A New Type of Womanhood: Discursive Politics and Social Change in Antebellum America
Kraus has done an amazing job of researching and organizing this work, which compiles so much information about American antebellum women’s rights. As I read it, I was continuously blown away by the tightness of the presentation. The author acknowledges missing records and the reality that the reader is in the present, 150 years removed from this history.
Written for university level consumption, this text explores activism at a time when the south and north were heading towards civil war. Concurrent with the fight to abolish slavery, women were utilizing public speaking, writing, and petitions to end their status as mere property and assert contractual control over their own property. The long road that spans from handing over all of their possessions, including their bodies, to their husbands to gaining equal rights is a never ending one. Women like Susan B. Anthony used the argument that women needed the same rights as men in order to benefit men and their male children.
In 1860, under the Earnings Act, married women were finally given some control over their own earnings; however, their husbands had to provide consent for those decisions. This early wave of activism happened because of what Kraus refers to as an "aporia"—an impasse in the complex web of economic, legal, and domestic interactions, among others.
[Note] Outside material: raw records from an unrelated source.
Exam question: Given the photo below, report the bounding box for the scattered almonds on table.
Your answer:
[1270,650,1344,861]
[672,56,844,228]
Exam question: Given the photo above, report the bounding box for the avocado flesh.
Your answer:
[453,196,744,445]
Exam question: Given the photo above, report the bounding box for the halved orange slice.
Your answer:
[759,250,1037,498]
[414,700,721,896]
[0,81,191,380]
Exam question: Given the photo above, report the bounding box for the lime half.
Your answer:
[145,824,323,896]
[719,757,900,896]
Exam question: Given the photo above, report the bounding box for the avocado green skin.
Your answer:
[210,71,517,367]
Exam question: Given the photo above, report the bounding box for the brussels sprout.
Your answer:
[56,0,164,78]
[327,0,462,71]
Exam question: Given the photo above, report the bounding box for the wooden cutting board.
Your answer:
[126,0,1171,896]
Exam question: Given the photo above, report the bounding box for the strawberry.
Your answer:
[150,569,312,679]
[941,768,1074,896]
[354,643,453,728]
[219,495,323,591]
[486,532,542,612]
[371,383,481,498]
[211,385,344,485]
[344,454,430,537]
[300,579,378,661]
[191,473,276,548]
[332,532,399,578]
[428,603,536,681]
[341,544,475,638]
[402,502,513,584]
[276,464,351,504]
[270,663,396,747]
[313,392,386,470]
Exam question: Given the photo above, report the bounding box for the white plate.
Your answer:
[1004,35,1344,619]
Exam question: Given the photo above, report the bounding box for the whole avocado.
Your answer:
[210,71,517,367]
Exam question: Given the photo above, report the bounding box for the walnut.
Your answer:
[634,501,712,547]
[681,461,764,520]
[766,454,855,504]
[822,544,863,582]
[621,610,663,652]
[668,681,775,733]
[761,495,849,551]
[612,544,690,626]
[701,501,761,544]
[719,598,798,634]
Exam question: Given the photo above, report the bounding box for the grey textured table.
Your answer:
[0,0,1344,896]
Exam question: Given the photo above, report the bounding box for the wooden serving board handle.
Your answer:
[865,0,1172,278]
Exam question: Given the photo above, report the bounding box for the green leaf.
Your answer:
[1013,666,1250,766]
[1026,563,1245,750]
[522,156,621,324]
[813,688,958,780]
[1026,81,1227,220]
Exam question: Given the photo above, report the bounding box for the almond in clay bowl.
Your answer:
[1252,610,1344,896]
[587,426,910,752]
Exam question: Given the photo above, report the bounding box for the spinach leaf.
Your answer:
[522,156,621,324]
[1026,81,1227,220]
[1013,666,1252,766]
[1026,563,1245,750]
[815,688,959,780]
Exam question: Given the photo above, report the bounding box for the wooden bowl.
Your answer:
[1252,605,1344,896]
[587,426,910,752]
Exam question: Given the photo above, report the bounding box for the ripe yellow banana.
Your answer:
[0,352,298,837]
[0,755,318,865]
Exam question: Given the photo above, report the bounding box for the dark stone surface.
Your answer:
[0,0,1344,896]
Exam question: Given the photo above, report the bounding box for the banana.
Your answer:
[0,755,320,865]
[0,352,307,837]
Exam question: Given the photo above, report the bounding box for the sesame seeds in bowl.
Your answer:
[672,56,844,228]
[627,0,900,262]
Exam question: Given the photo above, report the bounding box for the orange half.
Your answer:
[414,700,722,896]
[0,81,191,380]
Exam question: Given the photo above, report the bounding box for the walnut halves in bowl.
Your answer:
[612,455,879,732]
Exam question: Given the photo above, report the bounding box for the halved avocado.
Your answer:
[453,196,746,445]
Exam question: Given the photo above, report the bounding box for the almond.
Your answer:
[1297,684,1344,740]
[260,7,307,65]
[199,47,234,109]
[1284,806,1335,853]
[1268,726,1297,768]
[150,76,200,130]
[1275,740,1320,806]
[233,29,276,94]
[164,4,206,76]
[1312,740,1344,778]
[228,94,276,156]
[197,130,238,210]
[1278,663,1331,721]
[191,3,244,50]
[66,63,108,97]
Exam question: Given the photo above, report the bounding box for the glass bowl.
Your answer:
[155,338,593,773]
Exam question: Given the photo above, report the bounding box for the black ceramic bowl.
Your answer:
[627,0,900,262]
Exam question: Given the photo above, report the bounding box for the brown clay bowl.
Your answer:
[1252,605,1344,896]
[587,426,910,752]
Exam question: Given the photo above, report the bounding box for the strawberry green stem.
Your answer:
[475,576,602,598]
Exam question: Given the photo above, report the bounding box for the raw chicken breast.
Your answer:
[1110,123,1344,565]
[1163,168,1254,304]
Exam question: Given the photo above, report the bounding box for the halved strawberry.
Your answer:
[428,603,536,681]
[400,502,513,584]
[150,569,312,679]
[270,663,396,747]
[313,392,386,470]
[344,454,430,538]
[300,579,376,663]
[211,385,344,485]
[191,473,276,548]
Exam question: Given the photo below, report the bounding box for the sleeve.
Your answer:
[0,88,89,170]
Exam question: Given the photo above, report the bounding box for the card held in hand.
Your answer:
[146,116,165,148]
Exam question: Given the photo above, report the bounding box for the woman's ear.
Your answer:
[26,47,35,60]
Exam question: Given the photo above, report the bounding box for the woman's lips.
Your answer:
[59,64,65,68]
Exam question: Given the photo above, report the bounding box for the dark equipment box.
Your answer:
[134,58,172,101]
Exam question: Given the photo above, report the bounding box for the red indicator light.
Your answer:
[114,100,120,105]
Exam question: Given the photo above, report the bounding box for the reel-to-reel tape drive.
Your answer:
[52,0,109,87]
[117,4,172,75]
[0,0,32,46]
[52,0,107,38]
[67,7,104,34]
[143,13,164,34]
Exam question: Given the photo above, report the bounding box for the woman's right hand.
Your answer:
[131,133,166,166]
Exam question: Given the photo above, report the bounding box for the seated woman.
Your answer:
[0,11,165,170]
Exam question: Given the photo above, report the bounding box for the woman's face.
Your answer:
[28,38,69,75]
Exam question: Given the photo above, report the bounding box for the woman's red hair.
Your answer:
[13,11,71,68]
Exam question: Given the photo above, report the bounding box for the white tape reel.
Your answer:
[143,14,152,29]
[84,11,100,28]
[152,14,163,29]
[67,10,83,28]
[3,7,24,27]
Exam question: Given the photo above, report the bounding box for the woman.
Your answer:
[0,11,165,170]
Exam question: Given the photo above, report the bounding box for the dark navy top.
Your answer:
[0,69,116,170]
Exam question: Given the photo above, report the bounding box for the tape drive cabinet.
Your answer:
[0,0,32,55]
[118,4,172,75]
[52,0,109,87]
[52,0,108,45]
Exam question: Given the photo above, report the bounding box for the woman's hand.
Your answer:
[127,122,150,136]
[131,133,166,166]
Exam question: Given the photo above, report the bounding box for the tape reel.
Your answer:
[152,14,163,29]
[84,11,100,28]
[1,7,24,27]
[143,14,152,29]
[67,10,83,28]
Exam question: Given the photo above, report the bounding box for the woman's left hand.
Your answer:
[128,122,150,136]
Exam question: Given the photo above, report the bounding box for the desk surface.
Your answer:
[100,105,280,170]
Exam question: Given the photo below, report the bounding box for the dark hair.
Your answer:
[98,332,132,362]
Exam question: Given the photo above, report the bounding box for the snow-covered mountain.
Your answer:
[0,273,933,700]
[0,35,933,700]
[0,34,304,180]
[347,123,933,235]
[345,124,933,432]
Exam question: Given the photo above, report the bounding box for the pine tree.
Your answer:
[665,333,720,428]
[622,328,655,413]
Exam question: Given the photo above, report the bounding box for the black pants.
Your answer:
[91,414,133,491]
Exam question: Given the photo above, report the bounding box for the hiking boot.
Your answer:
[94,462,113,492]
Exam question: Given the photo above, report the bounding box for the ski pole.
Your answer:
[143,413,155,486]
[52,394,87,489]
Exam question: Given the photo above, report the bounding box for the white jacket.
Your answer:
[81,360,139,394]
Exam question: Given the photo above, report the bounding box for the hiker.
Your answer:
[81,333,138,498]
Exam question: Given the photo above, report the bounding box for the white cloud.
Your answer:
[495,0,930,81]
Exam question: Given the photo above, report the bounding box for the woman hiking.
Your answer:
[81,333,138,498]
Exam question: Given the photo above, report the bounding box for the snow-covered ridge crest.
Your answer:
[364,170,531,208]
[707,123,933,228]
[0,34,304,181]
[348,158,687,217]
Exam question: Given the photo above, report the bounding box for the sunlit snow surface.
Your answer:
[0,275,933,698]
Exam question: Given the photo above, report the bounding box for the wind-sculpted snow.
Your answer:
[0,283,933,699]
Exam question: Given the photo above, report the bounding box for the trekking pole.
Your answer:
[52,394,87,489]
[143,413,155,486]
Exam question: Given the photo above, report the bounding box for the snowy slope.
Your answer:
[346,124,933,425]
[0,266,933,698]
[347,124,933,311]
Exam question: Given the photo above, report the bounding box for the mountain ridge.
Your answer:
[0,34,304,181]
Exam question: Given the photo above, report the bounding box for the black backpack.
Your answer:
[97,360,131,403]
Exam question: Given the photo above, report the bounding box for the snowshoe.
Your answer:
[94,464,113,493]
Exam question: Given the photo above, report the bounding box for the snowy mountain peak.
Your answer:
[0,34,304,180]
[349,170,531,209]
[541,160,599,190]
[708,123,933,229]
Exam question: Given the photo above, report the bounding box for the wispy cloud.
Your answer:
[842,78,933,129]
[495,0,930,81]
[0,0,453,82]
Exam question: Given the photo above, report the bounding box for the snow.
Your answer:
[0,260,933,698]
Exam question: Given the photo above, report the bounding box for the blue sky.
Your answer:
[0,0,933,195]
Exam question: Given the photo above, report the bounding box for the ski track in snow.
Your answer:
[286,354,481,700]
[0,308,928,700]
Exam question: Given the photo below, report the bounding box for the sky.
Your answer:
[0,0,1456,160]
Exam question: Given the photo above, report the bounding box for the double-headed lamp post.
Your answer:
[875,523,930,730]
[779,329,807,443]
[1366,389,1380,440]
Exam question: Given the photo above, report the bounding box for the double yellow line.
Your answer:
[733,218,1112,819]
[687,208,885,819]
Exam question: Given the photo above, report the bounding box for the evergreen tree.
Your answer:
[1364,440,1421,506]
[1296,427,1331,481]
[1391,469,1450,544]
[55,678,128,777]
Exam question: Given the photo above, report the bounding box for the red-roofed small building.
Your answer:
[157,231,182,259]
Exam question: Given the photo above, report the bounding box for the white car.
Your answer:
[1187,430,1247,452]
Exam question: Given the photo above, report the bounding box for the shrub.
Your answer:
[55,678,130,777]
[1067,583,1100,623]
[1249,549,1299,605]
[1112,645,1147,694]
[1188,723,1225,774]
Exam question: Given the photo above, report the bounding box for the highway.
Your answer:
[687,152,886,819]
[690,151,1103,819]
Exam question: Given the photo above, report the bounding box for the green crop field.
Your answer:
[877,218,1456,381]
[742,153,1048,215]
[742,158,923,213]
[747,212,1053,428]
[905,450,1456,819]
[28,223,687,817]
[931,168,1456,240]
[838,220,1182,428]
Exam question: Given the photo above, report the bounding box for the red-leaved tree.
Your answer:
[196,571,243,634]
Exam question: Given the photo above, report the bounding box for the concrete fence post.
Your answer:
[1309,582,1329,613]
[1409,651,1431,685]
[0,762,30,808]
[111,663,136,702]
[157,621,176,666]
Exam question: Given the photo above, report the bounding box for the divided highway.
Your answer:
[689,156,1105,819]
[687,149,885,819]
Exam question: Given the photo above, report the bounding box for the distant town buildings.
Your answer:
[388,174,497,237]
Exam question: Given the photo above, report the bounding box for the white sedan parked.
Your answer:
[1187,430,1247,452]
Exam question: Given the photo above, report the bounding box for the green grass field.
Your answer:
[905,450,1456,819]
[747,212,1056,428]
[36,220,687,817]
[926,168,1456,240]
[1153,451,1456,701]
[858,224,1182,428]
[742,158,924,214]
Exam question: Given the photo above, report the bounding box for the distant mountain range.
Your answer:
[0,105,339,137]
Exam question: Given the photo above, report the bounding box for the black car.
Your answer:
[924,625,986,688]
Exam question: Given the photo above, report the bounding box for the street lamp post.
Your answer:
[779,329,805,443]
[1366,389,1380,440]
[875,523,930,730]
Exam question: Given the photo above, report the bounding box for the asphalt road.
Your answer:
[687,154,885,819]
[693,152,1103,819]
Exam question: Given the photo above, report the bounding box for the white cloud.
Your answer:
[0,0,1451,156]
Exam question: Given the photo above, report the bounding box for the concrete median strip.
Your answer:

Activism happens when there are ruptures in society. Kraus provides an overview of the transition from a feudal land-based economy to an industrial capitalist economy and reminds us that change is akin to difficult growth spurts. As we step into globalization, we observe the same employment fluctuations that happened during and after the Civil War.
Sadly, women are still not viewed or treated as equally important and valued as men today. Reading example after example of misogyny in the antebellum legal machine, I was angered by how far we still have to go. Discovering that in 2006 most states still provided loopholes for husbands who raped their wives helped to explain why I still cannot walk down the streets in my city without being harassed by men who refuse to take “no” for an answer. It also reveals the context of judges who hand down lenient sentences to men who beat their wives; society needs to view all people as individuals, not property.
The book ends on the conclusion that, however slowly, activists are tearing down old belief systems that oppress people. It is hopeful that in the future, democracy for all individuals in society will hopefully be achieved.